Daniil Khazov, Commercial Director of UrbanTech Group of Companies

One of the most important tasks of any city infrastructure is to increase the mobility of its citizens. It should provide convenient access to workplaces, bringing peripheral and central districts closer together. It is now essential not only to get from A to B, but to choose how to do so - which transport to use.

It will be possible to ensure this choice by implementing the conception of ‘Transport as a service’ (Mobility-as-a-Service, MaaS). In other words, by creating a single infrastructure of planning and paying for any given journey within the citywide public transport system. 

In the People’s Republic of China, a national intellectual transport system is being built. This is being done in order to take the pressure off motorways, currently overloaded by heavy goods vehicles. Consequently it will unite not only all forms of transport, but also the hubs created by intercity transport, as well as encompassing land, air and water ports. Passengers will be able to move quickly and comfortably between cities, and the country itself will be able to work out complex transport solutions for all manner of scenarios and potential volume of transportation, from local to nationwide.
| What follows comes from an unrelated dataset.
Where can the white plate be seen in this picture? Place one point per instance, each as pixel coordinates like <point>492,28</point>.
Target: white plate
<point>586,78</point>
Intellectual Transport System (ITS) is a digitised means of planning road-transport infrastructure and management, which allows for the increased mobility of the population and which also provides effective, safe traffic flow. Its task is to create a convenient and safe environment which facilitates movement around a city, making it both realistic and deliberate. When tackling road infrastructure renewal, it is vital to approach questions of project management and inculcation in a complex way, consistently creating ITS in accordance with priorities and expediency. 

Russia’s ITS is being built with funding from federal subsidies and regional budgets. From 2020 to 2024, it is envisaged that 42 billion roubles will have been invested further. At the same time, a federal project named ‘the Modernisation of public transport in cities and city agglomerations’ has been estimated at 203 billion roubles by 2024, and 417 billion roubles by 2025-30. A centralised system of transport management is necessary, operating with data received from all known sources, otherwise this expenditure could be less effectively distributed. 

Speaking of the future of the development of public transport, a certain aspiration to its multiprofile nature may be noted. It will provide a steady exchange of passengers from high-speed motorways, which will then seamlessly stream into city transport. In addition, in the coming years a vast implementation of unmanned technology is due to begin. This will enable the reduction of both traffic jams and road-traffic incidents. However, neither one nor the other is possible without the introduction of ITS. Only upon centralising the system’s development can it indeed begin to systematically improve the quality of the city environment and cope with its daily problems.